Il y a d’abord les deux arguments avancés par Frédéric Géa et Anne Stévenot : prendre au sérieux ce « dialogue social » en le questionnant comme un « modèle », susceptible de renouveler le droit français du travail et les relations collectives de travail ; et examiner, concrètement, comment ce « modèle de dialogue social » est saisi, pensé, vécu et approprié par les acteurs sociaux.

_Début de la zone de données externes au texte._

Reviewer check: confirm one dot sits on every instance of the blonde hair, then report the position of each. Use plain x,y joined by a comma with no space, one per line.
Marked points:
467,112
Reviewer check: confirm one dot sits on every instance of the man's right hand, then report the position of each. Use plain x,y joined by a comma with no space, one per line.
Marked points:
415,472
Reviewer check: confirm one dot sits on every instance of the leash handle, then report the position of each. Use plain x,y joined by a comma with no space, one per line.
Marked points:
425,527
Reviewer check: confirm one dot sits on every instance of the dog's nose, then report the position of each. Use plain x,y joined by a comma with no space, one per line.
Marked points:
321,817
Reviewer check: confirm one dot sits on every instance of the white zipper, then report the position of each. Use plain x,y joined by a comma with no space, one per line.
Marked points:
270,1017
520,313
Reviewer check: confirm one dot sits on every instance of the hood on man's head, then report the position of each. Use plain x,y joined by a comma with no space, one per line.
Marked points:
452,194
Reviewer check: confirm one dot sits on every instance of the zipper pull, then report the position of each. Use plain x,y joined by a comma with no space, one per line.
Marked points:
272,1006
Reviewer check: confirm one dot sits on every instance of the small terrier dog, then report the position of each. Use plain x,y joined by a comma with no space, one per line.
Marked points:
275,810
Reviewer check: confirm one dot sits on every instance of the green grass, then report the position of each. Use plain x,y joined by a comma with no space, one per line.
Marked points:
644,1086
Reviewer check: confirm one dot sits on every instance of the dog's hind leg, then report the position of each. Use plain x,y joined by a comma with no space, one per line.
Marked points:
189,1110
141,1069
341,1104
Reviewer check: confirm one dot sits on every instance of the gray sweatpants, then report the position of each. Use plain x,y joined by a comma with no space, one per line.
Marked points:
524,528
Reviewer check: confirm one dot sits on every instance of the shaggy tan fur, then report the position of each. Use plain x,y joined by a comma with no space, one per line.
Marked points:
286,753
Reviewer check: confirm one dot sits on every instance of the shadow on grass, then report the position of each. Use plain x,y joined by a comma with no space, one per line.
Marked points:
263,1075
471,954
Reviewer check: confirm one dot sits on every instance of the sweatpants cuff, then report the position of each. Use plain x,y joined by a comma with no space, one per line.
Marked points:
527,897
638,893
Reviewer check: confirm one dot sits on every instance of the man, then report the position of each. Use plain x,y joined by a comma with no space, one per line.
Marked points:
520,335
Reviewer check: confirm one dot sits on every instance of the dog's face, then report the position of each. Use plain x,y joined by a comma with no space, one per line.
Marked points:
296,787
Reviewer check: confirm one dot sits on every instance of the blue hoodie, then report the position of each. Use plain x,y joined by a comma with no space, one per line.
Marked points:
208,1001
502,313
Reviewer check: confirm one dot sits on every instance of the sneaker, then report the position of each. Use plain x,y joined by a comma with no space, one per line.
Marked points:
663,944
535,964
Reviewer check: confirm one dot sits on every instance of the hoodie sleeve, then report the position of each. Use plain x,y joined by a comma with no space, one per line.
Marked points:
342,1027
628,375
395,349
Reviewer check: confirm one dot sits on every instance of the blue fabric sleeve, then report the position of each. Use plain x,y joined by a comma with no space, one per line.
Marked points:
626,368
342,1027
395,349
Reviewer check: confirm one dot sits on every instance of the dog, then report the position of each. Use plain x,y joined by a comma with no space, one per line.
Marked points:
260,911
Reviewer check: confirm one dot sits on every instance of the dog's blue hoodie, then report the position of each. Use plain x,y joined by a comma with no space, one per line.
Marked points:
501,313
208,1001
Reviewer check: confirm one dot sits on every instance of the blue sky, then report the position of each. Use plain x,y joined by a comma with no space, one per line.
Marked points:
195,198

D’autres questionnements, complémentaires, peuvent s’ajouter. Parmi ceux-ci :
- Parler de « dialogue social » est-il pertinent quand sa définition (non officielle) par l’OIT, l’organisation internationale du travail, fait état d’activités aussi différentes dans leur contenu et leur fonctionnalité que « négociation collective », « consultation / concertation » et « échange d’informations » ?
- Pourquoi l’expression « dialogue social », inconnue en France jusqu’au début des années 1980, est aujourd’hui florissante, au point qu’elle remplace, en 2021, dans les discours et les textes de loi, la notion, séculaire elle, de « négociation collective » ?
- Ce qui se mesure s’améliore, dit-on. Comment alors, dans une entreprise, dans une branche professionnelle, etc., mesurer ce « dialogue social », pour le rendre plus performant si l’on ne sait ce que cette notion désigne exactement ?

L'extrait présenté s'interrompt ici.